Exclu des matches du groupe professionnel pour avoir refusé de prolonger son contrat, ​Adrien Rabiot a ensuite été mis à pied deux semaines à titre conservatoire en mars, pour avoir liké une vidéo de Patrice Evra et être allé en boite de nuit, le soir l'élimination face à ​Manchester United. 


Après une nouvelle mise à pied de six jours, cette fois-ci définitive ce qui a entrainé la perte de son salaire pendant cette période, le club a refusé de verser la prime d'éthique accordée au joueur.

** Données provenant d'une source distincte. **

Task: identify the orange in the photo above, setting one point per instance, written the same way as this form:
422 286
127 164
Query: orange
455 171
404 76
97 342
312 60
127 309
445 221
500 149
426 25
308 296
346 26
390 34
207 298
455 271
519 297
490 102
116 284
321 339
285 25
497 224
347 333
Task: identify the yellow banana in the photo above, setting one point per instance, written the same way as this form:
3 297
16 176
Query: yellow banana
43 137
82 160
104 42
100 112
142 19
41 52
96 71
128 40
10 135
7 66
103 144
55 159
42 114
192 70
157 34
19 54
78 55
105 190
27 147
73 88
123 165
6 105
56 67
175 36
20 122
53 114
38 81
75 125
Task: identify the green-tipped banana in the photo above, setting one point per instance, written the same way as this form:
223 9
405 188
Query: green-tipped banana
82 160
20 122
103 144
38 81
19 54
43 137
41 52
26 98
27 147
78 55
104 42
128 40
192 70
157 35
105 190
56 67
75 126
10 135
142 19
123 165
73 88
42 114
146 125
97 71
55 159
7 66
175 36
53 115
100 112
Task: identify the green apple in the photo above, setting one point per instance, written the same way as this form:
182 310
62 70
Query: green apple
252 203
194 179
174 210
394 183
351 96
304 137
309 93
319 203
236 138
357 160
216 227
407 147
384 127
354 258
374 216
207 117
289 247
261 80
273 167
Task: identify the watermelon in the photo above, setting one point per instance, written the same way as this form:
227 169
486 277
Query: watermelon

Le PSG rattrapé par la commission juridique de la LFP

Le club parisien a voulu marquer le coup et aller encore plus loin, en supprimant la prime d'éthique de son milieu de terrain correspondant au mois de mars, ce qui lui vaut aujourd'hui d'être repris par la commission juridique de la Ligue de Football Professionnelle (LFP). 


En effet dès le retrait de cette prime, le joueur a saisit la commission juridique de la LFP, qui lui a donc donné raison. Le ​Paris Saint-Germain va donc devoir verser à Adrien Rabiot sa prime d'éthique du mois de mars. Pour l'heure, le club n'a pas encore décidé s'il ferait appel ou non de cette décision.

À deux semaines du terme de son contrat avec le club de la capitale, l'international français ne s'est toujours pas mis d'accord officiellement avec aucun club. Si l'hypothèse de rester au PSG faute de mieux semble fort improbable, l'arrivée imminente de Leonardo avec qui "le Duc" entretient de très bonnes relations, pourrait bien rebattre les cartes. Une idée jusqu'à présent démentie par le clan Rabiot.